Borrón y cuenta nueva, Por James Neilson 05-12-03

Hubo un tiempo en el que los políticos se sentían muy orgullosos de las excentricidades nacionales. Como sus homólogos de otras latitudes, las tomaban por evidencia de que su país era en cierto modo más auténtico que los demás, una convicción que acaso sea absurda pero que aun así es necesaria porque a menos que una comunidad se crea muy especial no tardará en disolverse. Pero mucho ha cambiado a partir de aquellos días felices. En la actualidad, la meta consensuada por peronistas y radicales, progresistas y reaccionarios, colectivistas y liberales, es que la Argentina se transforme cuanto antes en lo que todos llaman un «país normal». Habrá algunos disidentes que, luego de echar una mirada a Europa occidental y América del Norte, dirán que podríamos aspirar a algo un tanto mejor, pero sus voces están apagadas. Después de años de felicitarse por las anomalías, la élite política ha llegado a la conclusión de que asemejarse más al resto del mundo o, por lo menos, a sus zonas más opulentas, sería un triunfo de dimensiones épicas.
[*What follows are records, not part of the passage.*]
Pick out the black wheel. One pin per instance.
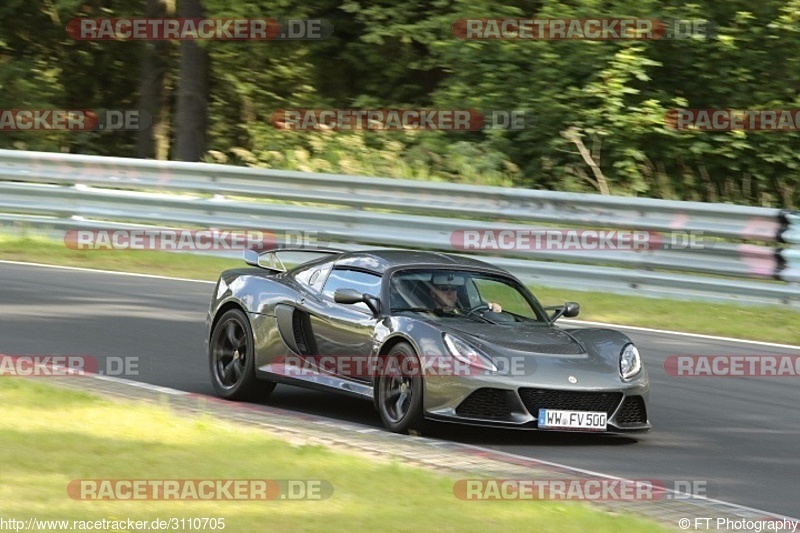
(232, 361)
(399, 390)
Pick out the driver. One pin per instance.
(446, 297)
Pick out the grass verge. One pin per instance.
(52, 436)
(763, 323)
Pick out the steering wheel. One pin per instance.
(478, 310)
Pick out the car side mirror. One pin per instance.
(568, 310)
(571, 309)
(352, 296)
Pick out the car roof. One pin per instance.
(379, 261)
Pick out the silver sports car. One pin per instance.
(425, 336)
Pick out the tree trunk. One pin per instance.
(190, 131)
(154, 97)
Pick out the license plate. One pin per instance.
(586, 420)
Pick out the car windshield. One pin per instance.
(462, 294)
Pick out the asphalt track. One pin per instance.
(740, 435)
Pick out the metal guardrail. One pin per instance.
(751, 254)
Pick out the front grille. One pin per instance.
(535, 399)
(565, 348)
(632, 412)
(486, 403)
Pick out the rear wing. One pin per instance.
(271, 259)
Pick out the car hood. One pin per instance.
(518, 337)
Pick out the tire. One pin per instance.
(232, 361)
(399, 389)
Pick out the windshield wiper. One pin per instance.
(417, 309)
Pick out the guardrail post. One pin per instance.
(790, 222)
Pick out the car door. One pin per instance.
(344, 331)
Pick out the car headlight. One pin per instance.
(467, 354)
(630, 363)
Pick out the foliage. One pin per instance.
(600, 106)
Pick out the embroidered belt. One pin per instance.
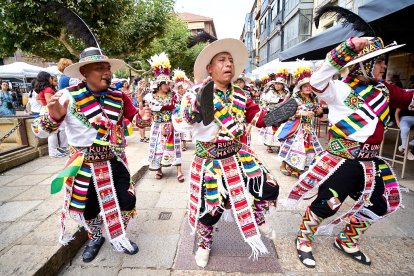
(217, 150)
(352, 150)
(97, 153)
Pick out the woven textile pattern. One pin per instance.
(308, 227)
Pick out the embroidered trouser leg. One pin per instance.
(352, 232)
(308, 227)
(204, 236)
(124, 191)
(95, 225)
(260, 207)
(127, 216)
(348, 180)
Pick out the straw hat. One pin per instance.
(302, 76)
(375, 48)
(88, 56)
(179, 78)
(232, 46)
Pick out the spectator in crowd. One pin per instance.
(395, 79)
(405, 120)
(64, 80)
(44, 88)
(33, 106)
(6, 101)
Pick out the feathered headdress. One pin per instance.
(302, 76)
(282, 76)
(346, 17)
(179, 76)
(199, 38)
(265, 79)
(161, 67)
(364, 63)
(78, 27)
(75, 24)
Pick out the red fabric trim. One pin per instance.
(399, 98)
(319, 91)
(129, 108)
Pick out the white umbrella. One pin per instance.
(19, 70)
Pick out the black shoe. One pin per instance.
(357, 256)
(281, 113)
(205, 101)
(134, 251)
(306, 258)
(92, 249)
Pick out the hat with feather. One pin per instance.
(179, 78)
(282, 76)
(363, 64)
(78, 27)
(161, 67)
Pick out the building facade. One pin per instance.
(197, 23)
(329, 21)
(283, 24)
(250, 39)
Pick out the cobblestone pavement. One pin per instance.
(28, 226)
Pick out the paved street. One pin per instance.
(29, 230)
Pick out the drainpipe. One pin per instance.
(282, 29)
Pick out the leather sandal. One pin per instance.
(159, 175)
(281, 113)
(284, 171)
(92, 249)
(134, 251)
(180, 178)
(357, 256)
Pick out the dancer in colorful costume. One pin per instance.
(276, 93)
(242, 82)
(93, 115)
(358, 115)
(165, 142)
(182, 84)
(300, 142)
(224, 168)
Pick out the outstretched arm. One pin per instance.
(335, 60)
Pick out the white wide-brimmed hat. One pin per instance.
(88, 56)
(232, 46)
(375, 48)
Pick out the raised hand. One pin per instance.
(359, 43)
(145, 112)
(56, 110)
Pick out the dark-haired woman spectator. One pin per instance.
(45, 90)
(6, 101)
(35, 105)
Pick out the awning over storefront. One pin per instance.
(390, 19)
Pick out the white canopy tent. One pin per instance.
(19, 70)
(22, 70)
(274, 65)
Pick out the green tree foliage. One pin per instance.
(122, 27)
(174, 43)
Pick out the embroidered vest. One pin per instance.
(87, 110)
(368, 102)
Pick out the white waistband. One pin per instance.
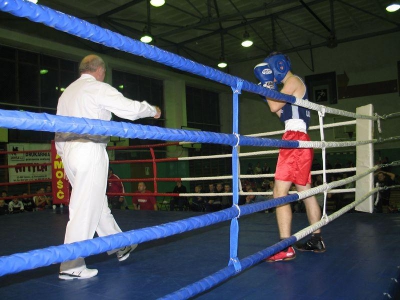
(296, 125)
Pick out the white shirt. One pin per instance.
(88, 98)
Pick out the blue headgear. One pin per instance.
(280, 64)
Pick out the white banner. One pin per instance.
(28, 166)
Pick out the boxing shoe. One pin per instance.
(84, 274)
(123, 253)
(284, 255)
(314, 244)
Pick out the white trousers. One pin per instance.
(86, 166)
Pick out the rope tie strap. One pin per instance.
(236, 264)
(237, 139)
(238, 208)
(238, 88)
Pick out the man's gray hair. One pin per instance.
(90, 64)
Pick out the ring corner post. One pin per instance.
(365, 158)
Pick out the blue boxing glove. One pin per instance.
(265, 75)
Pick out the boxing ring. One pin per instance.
(247, 264)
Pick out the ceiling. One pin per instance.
(205, 30)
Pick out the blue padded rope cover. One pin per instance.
(234, 230)
(222, 275)
(44, 257)
(96, 34)
(46, 122)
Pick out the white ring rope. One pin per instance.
(327, 186)
(271, 175)
(316, 144)
(315, 127)
(326, 219)
(334, 111)
(229, 155)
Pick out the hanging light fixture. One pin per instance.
(246, 40)
(157, 3)
(146, 37)
(393, 6)
(222, 62)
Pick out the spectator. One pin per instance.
(198, 203)
(257, 169)
(29, 204)
(15, 206)
(181, 201)
(4, 196)
(226, 201)
(3, 207)
(318, 180)
(41, 201)
(115, 186)
(250, 169)
(144, 202)
(265, 169)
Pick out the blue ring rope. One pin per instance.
(46, 122)
(44, 257)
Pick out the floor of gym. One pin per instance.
(362, 260)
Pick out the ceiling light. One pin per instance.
(146, 37)
(393, 6)
(222, 62)
(157, 3)
(246, 40)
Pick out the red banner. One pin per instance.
(60, 185)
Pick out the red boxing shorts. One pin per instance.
(294, 165)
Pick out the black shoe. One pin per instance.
(313, 244)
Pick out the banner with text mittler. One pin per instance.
(30, 161)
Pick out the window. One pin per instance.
(141, 88)
(202, 108)
(32, 82)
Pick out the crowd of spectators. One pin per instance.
(15, 204)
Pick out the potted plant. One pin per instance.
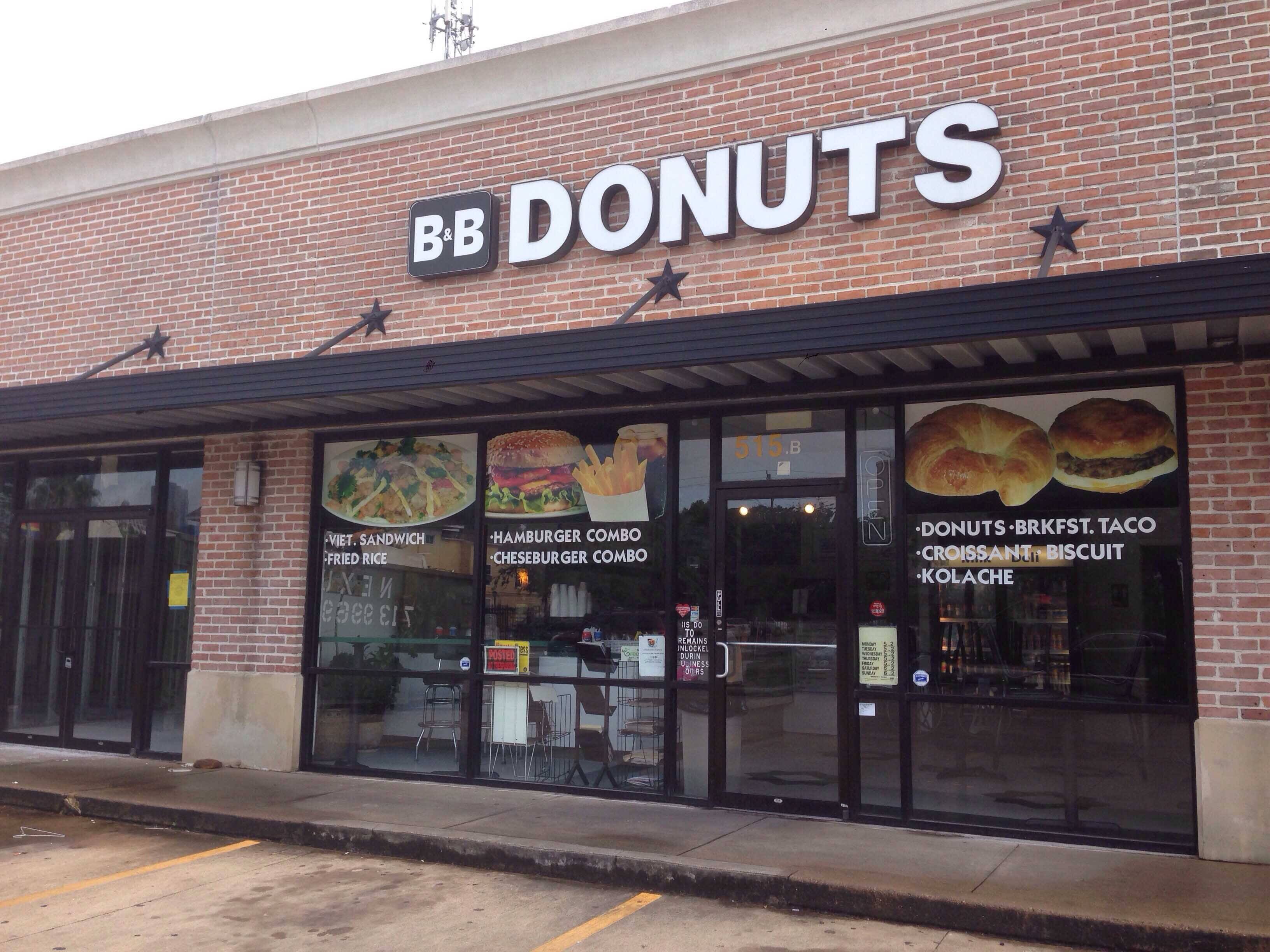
(347, 696)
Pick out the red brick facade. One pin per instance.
(252, 562)
(1141, 116)
(1146, 117)
(1228, 418)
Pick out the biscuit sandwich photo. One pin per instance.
(1113, 446)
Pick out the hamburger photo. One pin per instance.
(1113, 446)
(531, 471)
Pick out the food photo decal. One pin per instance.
(1099, 445)
(531, 472)
(408, 481)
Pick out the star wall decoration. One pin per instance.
(665, 284)
(153, 346)
(1058, 231)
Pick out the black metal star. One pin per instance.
(665, 284)
(374, 319)
(1058, 233)
(155, 345)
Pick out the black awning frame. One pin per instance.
(1187, 291)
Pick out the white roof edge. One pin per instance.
(624, 55)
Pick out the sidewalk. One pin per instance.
(1076, 895)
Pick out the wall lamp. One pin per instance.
(247, 483)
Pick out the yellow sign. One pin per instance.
(523, 654)
(178, 591)
(879, 655)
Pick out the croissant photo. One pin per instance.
(968, 450)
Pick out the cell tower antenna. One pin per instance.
(455, 24)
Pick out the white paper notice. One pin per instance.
(652, 655)
(879, 658)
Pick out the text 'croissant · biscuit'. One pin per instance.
(971, 448)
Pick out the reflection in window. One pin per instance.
(582, 735)
(92, 481)
(797, 445)
(1096, 624)
(383, 723)
(398, 601)
(1108, 775)
(576, 551)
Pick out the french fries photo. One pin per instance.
(619, 474)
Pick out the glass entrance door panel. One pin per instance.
(45, 629)
(780, 606)
(106, 658)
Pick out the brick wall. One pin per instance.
(270, 262)
(252, 562)
(1228, 418)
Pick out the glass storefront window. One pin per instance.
(399, 527)
(583, 735)
(1109, 775)
(877, 590)
(694, 548)
(576, 549)
(96, 481)
(879, 756)
(1065, 587)
(181, 555)
(794, 445)
(384, 723)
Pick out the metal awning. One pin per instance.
(1123, 320)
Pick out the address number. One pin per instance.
(770, 445)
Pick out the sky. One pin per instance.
(79, 72)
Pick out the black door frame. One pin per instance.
(153, 598)
(721, 668)
(72, 654)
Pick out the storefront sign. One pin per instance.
(178, 591)
(652, 655)
(459, 234)
(879, 655)
(694, 652)
(502, 659)
(523, 653)
(875, 495)
(454, 235)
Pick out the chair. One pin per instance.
(593, 742)
(441, 711)
(549, 721)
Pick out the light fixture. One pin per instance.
(247, 483)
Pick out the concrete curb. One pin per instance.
(660, 874)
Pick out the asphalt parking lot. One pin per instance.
(70, 884)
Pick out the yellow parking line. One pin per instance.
(126, 874)
(601, 922)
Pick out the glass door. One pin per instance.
(78, 620)
(776, 640)
(45, 629)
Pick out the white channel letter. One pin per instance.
(468, 236)
(980, 160)
(681, 195)
(598, 196)
(427, 238)
(795, 207)
(860, 143)
(525, 245)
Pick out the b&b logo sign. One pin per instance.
(459, 234)
(454, 235)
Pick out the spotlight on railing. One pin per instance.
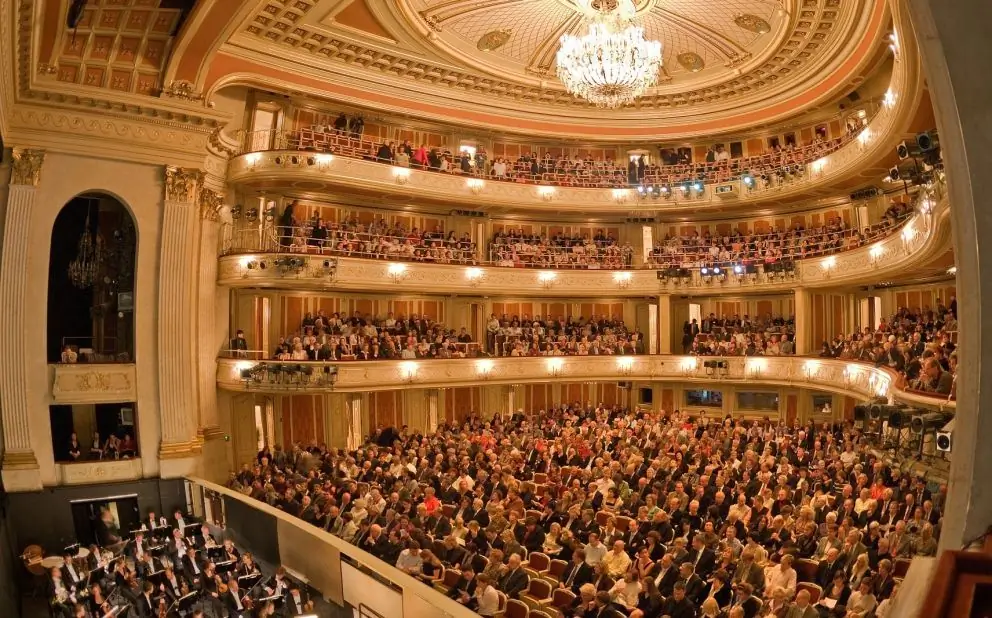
(397, 272)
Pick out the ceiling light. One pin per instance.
(612, 64)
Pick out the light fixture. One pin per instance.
(408, 371)
(474, 275)
(84, 269)
(475, 185)
(484, 368)
(612, 64)
(396, 272)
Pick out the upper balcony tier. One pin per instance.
(844, 377)
(265, 260)
(323, 161)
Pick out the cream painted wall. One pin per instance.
(140, 188)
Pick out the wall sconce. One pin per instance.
(875, 254)
(474, 276)
(625, 365)
(547, 278)
(484, 368)
(475, 185)
(756, 367)
(620, 196)
(408, 371)
(397, 272)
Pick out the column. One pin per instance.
(432, 401)
(951, 38)
(664, 338)
(213, 336)
(355, 410)
(20, 467)
(804, 329)
(177, 334)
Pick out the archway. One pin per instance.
(91, 274)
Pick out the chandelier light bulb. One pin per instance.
(612, 64)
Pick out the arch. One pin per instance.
(92, 265)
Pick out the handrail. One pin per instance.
(408, 584)
(854, 378)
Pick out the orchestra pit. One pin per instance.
(500, 308)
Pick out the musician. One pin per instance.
(72, 576)
(172, 586)
(234, 601)
(297, 600)
(144, 604)
(247, 565)
(59, 594)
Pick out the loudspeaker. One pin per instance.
(944, 441)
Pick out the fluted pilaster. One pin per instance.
(177, 314)
(19, 463)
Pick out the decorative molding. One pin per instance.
(182, 89)
(94, 383)
(84, 473)
(182, 184)
(210, 204)
(27, 166)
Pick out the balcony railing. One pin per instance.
(846, 377)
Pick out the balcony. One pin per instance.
(93, 383)
(844, 377)
(924, 236)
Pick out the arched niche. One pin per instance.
(91, 281)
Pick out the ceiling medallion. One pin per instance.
(691, 61)
(753, 23)
(612, 64)
(494, 39)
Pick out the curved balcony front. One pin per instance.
(838, 376)
(923, 237)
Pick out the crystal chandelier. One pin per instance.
(612, 64)
(83, 270)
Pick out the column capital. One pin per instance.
(26, 166)
(182, 184)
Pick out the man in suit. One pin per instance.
(678, 604)
(802, 607)
(703, 559)
(515, 580)
(828, 567)
(577, 573)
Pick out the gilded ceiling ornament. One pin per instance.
(494, 39)
(691, 61)
(210, 204)
(182, 89)
(27, 166)
(181, 184)
(753, 23)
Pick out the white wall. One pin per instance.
(140, 188)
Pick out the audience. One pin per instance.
(697, 515)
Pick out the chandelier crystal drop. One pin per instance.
(612, 64)
(83, 270)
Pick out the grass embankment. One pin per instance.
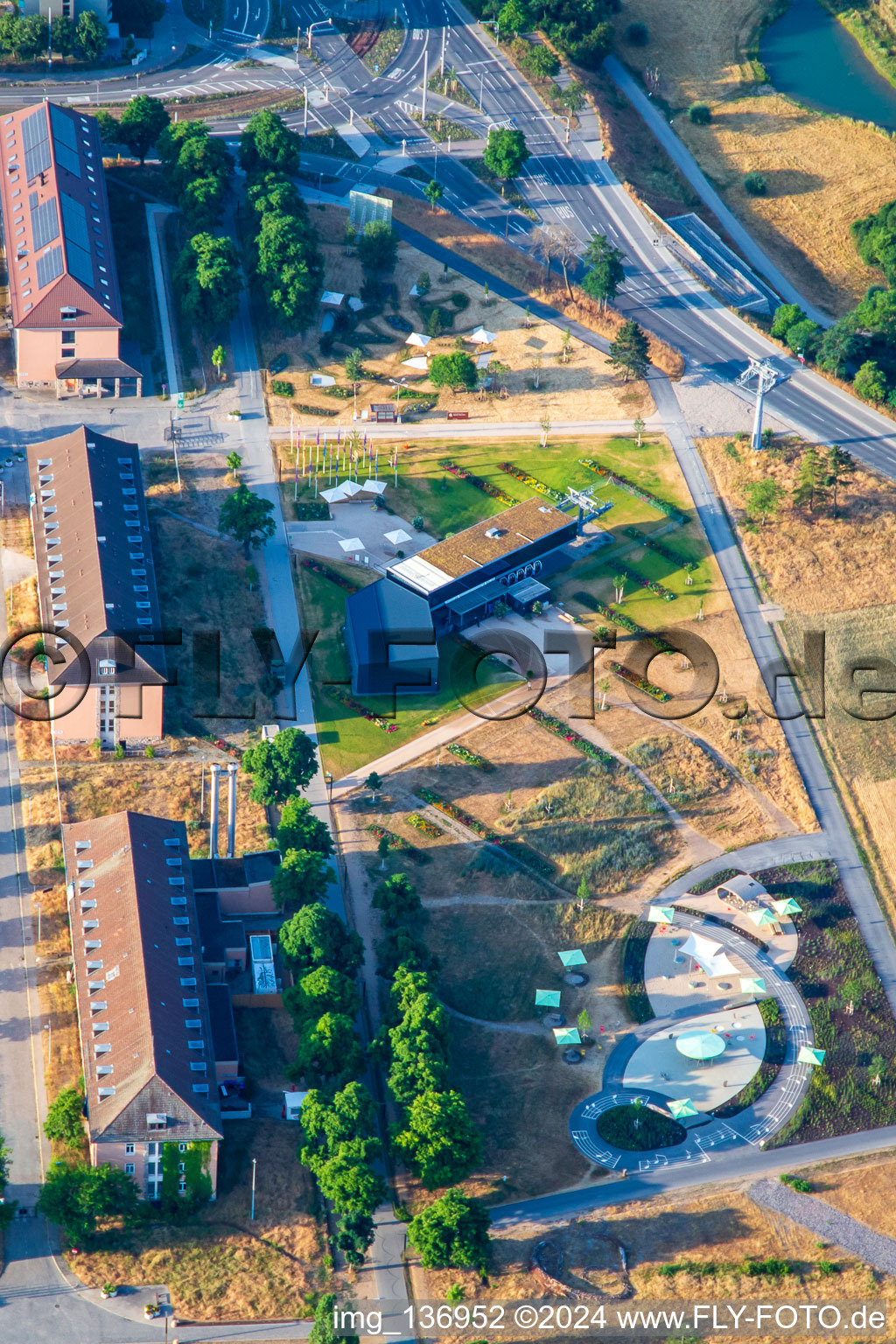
(822, 171)
(850, 1016)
¿Qué quieren decir los normalistas, por llamarlos así, cuando aluden a lo que se ha convertido en su aspiración principal? En primer lugar, a una democracia equitativa y próspera, sin mucha corrupción, en la que la seguridad jurídica es algo más que una fantasía utópica, una expresión de deseos. En comparación con los inspirados en los sueños delirantes del pasado, tales objetivos parecen modestos, pero antes de alcanzarlos será forzoso superar el obstáculo gigantesco supuesto por la deuda externa. No es solamente una cuestión de negociar un arreglo con los acreedores, sino también de repatriar la convicción de que negarse a pagarles es de por sí impropio de un país normal. Podría decirse que mientras la mayoría no crea significante el default, la normalidad seguirá pareciéndose a un fuego fatuo tan elusivo como la «Argentina potencia» de generaciones más ambiciosas.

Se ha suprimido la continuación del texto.